Re: e-books pricing

From: Michael S. Lorrey (retroman@turbont.net)
Date: Wed Jul 26 2000 - 17:23:31 MDT


Lee Daniel Crocker wrote:
>
> > Stephen Pendergrast <pend@skylands.net> writes:
> >
> > All three formats we sell (Palm Doc, Acrobat, and Rocket) have a search
> > feature built-in, so there is no need to convert to another format to do a
> > search for a word or phrase. Authors and their agents get antsy if you let
> > people manipulate the files, so we don't explicitly allow that.
>
> Searching in /one/ document is bloody useless. /None/ of the formats
> mentioned qualify as "searchable", because they can't be searched and
> indexed en masse with every other plain text document on the web or in
> whatever other medium the user has documents in.

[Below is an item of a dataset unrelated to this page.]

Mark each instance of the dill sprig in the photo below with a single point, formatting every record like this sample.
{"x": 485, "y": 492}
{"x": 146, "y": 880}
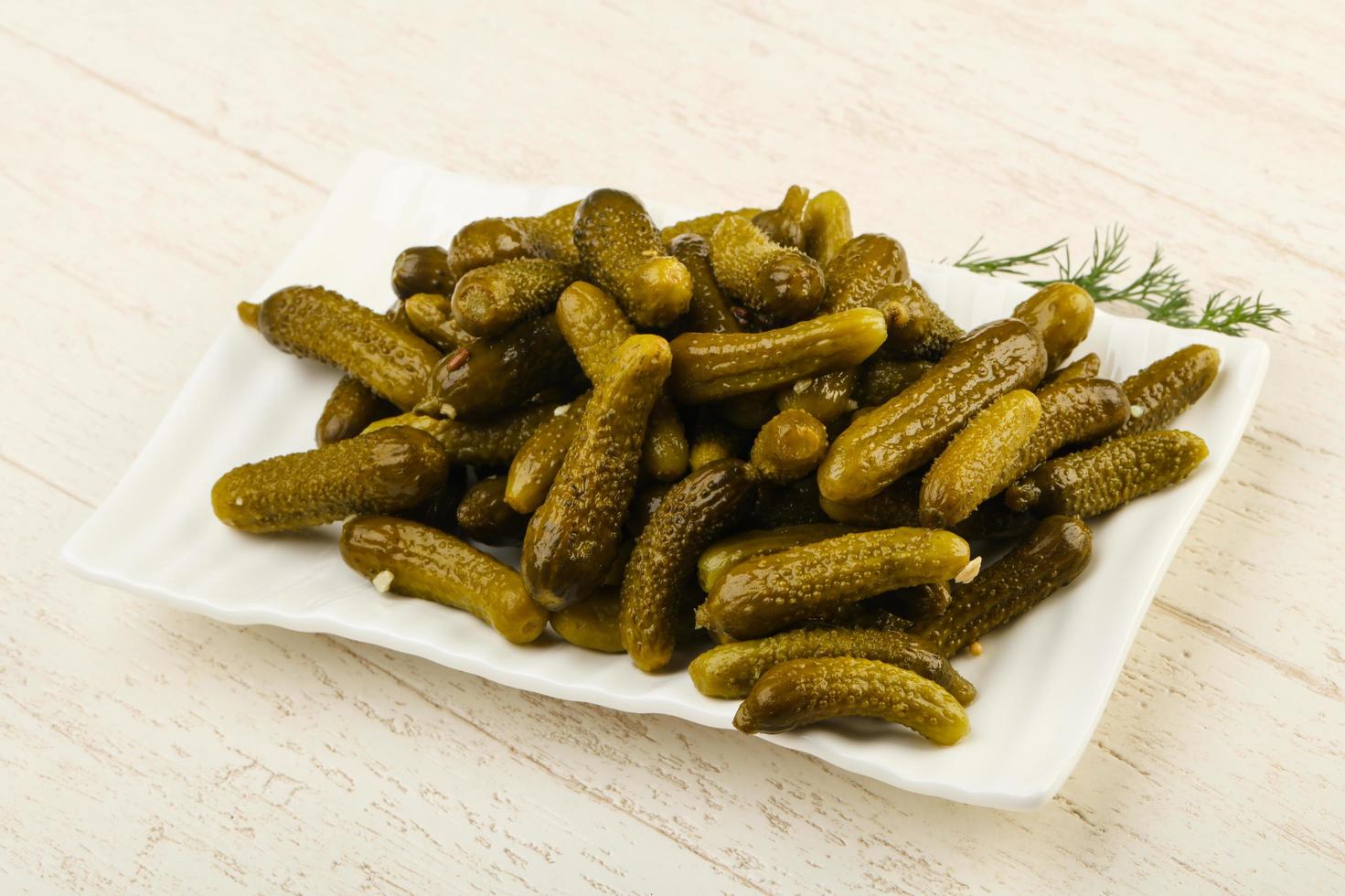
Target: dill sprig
{"x": 1158, "y": 290}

Actually, Lee, this is not true. If you have Acrobat, you can create your own
index of every PDF document you have access to. I do this for the PDF version of
the manual I publish for Datamann and other documents I keep on my system here.
I have a customer index that only indexes the manual, that goes on the CDROM,
then a superindex that our customer service people use that includes a number of
other PDF documents as well.

On the subject of indexes, I'm looking for a seach engine I can install on a
CDROM as part of an HTML version of the manual I produce. It must search an
index on the CDROM that it, or an app with it, can generate on my office machine
here when I generate the content for the CDROM. Any recommendations. NOTE: Cheap
is good, free is great. I really want the index generator to generate links in
the index that point to the anchor in an HTML document that is closest above the
desired search object, something no search engines I can find do.